A Question for Easter Sunday, Section 3

Theme: When Hope Died
From these lessons we see that the suffering, death, and resurrection of the Lord Jesus Christ were necessary in order for us to have the one true Redeemer who would deliver His people from their sins.
Scripture: Luke 24:26
Here's a couple who knew about these things, and Jesus appeared to them. It's really extraordinary what they experienced and what they said. First of all, let's remember that Mary, Cleopas’ wife, was at the cross. Probably Cleopas was there, too, but it doesn't say so. Mary stood there watching this horrible form of execution. She saw the nails driven. She watched the cross erected. She saw Jesus as He hung there. She heard His cries. She saw the spear as it was thrust into His side. She heard that final cry at His finish, as He bowed His head and gave up His spirit. She saw the blood and the suffering. She heard the taunts. There was no doubt in Mary's mind that He was dead.
When He died, her faith died. Everything was over.

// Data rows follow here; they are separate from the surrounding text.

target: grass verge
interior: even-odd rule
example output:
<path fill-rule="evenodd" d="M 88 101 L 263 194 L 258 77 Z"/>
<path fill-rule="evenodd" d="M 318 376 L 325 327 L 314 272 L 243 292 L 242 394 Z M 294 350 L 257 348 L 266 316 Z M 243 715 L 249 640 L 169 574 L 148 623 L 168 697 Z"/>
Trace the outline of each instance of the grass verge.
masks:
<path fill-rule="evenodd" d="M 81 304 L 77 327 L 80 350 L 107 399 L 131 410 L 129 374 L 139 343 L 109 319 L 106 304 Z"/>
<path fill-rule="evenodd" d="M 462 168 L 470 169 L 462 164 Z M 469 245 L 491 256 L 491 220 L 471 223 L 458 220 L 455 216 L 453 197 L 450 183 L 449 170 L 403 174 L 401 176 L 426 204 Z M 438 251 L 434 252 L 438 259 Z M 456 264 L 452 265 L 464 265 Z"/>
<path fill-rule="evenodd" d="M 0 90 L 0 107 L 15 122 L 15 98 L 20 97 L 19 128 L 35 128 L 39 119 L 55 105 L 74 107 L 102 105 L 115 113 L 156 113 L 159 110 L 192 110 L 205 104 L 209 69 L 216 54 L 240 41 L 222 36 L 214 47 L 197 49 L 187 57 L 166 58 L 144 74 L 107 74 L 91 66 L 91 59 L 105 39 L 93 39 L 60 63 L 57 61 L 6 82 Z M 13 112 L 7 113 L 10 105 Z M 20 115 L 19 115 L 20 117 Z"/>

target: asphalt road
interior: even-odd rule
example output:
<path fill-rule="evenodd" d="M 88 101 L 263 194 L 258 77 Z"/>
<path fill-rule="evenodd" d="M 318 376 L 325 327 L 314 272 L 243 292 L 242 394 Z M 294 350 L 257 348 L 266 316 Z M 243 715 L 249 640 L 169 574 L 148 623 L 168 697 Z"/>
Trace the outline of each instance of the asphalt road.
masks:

Jesus of Nazareth, the prophet, the one they had faith in, is gone. So they sat there over the Sabbath, first of all, the Passover Sabbath, and then the regular Sabbath, because they weren't able to travel on those days. They were despondent as they mulled over all the things that had been and might yet have been but now would not be because Jesus was dead.
Then Sunday morning came, and they began to go home to Emmaus. There wasn't any reason to stay in Jerusalem any longer. They'd only come up for the Passover, after all. They had to go back, so they began to get their things ready. I don't know how many belongings they had, but they tarried enough in the morning to receive an interesting report from the women.
The women had gone to the tomb. They were going to anoint the body. They didn't think there was a resurrection. All they were going to do was care for the dead, but they saw angels and came back and they reported to Cleopas and Mary that they had seen angels, and the angels had said, "He's not here. He is risen, as he said. Go tell his disciples that he goes before you into Galilee." What did the couple do? Did they say, "Hallelujah! Christ is risen!" Not at all. Did they say, "That's hard to believe, but we'll check it out. I'm going to go out to the tomb and see for myself?" Not at all. What did they do? They went right on packing because they knew that dead men don't rise. They didn't believe in the resurrection. Mary saw him die. It was all a fanciful story, but it didn't mean anything at all when you'd been through the kind of experience they'd been through.
While they were packing, Peter came back. Peter had been there with John. John had believed and Peter had seen the grave clothes. Probably he reported something of what he had seen. They didn't say, "Well, the women we can't believe, but the men we can believe." Nothing of the sort. They said, "That's just foolishness. Don't bother us. We're going home." So they did.
That's exactly what they said when Christ came to them. Here's their own report in addition: "Some of our women amazed us. They went to the tomb early this morning, but didn't find his body. They came and told us that they had seen a vision of angels who said he was alive, and some of our companions [that is, Peter and John] went to the tomb and found it just as the women had said, but him they did not see." You see, they were not expecting the resurrection.
I don't know why it is that secular people today, that really haven't had firsthand experience of these things, or studied the accounts, are so willing to believe that it simply was a hallucination on the part of people who were very anxious to believe that Christ was risen. I don't find in any of these stories any suggestion whatsoever that they even had an understanding, let alone an intimation, of the fact that He might be risen, or any hope that He might rise. They weren't any more gullible than you and I are. They hoped that He might be the Messiah. They hoped that He might drive out the Romans. But as far as a resurrection was concerned, even if it were possible, what difference would it make? They weren't interested in that. They weren't thinking along those lines. So they went home.
Study Questions:
  1. When the two from Emmaus initially heard the report from both the women and Peter and John about the empty tomb, what was their reaction to the news, and what accounts for it?
  2. Why is it incorrect for unbelievers to charge that the resurrection was a fictitious event arising from a hallucination on the part of Jesus’ followers?
Reflection: What reasons do people give today for rejecting Jesus’ resurrection?  Why do they hold to them, and how would you answer them?